Explaining why something isn't safe
Steven Schveighoffer
schveiguy at gmail.com
Mon Aug 16 12:51:26 UTC 2021
This just came up in a discussion, and I've thought about this in the
past, so it might have already come up. But often times, you have some
code that you think will be `@safe`, but it gets inferred to be
`@system`. However, you can't tell where the safety violation is, so you
have this process where you make a clone of all the code, marking
everything as `@safe`, at all layers (even if they are in other
projects) until you find the culprit.
As was pointed out in the discussion, the compiler knows where it
decided to infer `@system`, would it be possible to force it to tell you
that?
An example:
```d
void foo() {}
auto bar(int x) {
foo();
return x * 2;
}
void main() @safe {
auto a = bar(5);
}
```
The result is:
```
Error: `@safe` function `D main` cannot call `@system` function `bar`
```
Whereas it would be nice to see the error:
```
Error: `bar` was inferred `@system` because it calls `@system` function
`foo`
```
Which should go all the way down to where the actual safety problem is.
This is a simple example that's easy to diagnose, but often times you
have a stack of template functions, and all you get is that the top
layer function is `@system`, instead of finding where it did the
unexpected inference at the bottom of the stack (or you forgot to mark a
`@safe` non-inferred function).
This happens with stuff like `format` or `writeln` which is composed of
dozens of layers of templates, and it's hard to find out which one is
the one doing the unexpected inference.
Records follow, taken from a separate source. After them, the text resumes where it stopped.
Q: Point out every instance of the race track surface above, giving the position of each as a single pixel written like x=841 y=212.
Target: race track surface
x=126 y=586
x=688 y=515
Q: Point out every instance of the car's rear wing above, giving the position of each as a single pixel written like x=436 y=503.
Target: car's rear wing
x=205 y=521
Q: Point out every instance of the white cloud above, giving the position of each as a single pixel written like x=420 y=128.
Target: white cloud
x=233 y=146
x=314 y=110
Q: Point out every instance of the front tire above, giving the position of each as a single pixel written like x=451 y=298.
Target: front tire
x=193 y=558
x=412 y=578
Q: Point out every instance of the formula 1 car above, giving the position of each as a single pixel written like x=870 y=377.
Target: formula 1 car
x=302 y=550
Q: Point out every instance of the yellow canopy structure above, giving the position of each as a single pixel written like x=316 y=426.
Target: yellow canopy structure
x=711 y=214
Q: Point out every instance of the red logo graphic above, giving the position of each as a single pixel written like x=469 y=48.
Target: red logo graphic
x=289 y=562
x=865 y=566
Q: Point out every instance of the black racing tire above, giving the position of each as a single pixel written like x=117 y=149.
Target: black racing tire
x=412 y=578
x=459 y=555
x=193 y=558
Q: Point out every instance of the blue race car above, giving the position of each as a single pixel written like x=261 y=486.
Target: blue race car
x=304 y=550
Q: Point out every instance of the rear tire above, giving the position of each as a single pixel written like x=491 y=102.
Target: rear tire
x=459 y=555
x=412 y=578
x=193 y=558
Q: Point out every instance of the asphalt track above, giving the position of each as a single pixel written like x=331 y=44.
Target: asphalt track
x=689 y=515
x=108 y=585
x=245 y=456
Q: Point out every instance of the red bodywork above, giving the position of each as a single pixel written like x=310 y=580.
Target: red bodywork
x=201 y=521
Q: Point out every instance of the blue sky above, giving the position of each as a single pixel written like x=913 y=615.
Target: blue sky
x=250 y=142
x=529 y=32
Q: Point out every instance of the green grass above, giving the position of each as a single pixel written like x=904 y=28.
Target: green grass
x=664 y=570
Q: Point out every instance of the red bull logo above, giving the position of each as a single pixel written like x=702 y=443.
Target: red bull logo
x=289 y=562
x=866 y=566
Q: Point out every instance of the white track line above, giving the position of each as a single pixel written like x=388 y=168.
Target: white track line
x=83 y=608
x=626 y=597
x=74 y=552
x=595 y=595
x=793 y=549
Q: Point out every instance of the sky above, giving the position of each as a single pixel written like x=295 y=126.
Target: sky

I have run across sometimes the
inference giving up as well, which is a separate problem, but also
useful to diagnose.
It would be nice to have a pragma (or maybe this can be a compiler
diagnostic switch?) which shows the stack of inference that caused the
safety error. Or maybe it should just always be shown? After all, it is
an error, so no reason not to be fully descriptive.